Because of the lack of demand in the steel industry, it looks to be a lackluster summer for the taconite transportation companies as well, with almost no trains running on the DM&IR rails (now CN), and few ore boats coming in to Duluth, Two Harbors and Silver Bay. Huge stockpiles wait at the docks.
Management at most of the mines is using the down time for long-term maintenance projects, some of which were put off during the boom times.
“We’ve got lots of projects going on,” says Jonathan Holmes, operations manager at ArcelorMittal Minorca in Virginia. “We’re taking advantage of long-term things that you can’t always do when you’re being pushed.”
United Taconite in Eveleth “is down for its scheduled major repair on Line 2 and then there’s a two-week layoff period,” said Maureen Talarico, Cleveland Cliffs’ district manager for public affairs.
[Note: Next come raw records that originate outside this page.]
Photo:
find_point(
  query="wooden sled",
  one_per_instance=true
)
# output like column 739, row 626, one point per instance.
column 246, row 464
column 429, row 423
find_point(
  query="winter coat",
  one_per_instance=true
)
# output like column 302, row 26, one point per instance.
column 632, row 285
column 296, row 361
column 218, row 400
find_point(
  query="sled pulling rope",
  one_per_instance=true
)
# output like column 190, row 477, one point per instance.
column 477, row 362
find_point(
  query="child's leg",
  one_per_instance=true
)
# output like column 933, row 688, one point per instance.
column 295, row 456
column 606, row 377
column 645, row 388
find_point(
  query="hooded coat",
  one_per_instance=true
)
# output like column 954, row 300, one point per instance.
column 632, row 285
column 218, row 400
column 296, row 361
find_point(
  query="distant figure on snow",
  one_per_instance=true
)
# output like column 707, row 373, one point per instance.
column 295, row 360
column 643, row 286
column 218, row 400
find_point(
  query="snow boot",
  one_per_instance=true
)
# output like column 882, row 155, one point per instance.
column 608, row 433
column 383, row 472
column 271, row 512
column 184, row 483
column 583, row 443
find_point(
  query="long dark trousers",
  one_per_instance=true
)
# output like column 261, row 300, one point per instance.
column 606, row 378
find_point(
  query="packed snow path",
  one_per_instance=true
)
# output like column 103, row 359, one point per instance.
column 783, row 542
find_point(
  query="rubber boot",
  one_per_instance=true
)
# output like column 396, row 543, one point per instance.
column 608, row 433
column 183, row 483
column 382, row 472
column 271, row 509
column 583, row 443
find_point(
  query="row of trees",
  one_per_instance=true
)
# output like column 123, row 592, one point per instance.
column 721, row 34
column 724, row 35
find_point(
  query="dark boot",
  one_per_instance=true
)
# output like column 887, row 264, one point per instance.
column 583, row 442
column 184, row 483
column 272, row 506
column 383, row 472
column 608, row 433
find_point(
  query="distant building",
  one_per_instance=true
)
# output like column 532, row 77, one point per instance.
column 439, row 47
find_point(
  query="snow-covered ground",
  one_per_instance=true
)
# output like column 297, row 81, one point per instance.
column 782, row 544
“Nothing’s changed from our May 6 release, which extended the Northshore Mining halt into the early part of July. And Hibbing started its 3½ month shutdown over the weekend.”
U.S. Steel’s Keewatin Taconite has been idle since last December.
The Minntac operation in Virginia is expected to start up for three weeks starting May 31, and then will be shut down again, said Chad Daniels, financial secretary for Steelworkers Local 1938.
In the meantime, “Minntac has not chosen to do any major maintenance projects,” and is not producing any taconite at all, Daniels said.
Correction: An earlier version of this article inaccurately stated the length of Hibbing Taconite’s shutdown.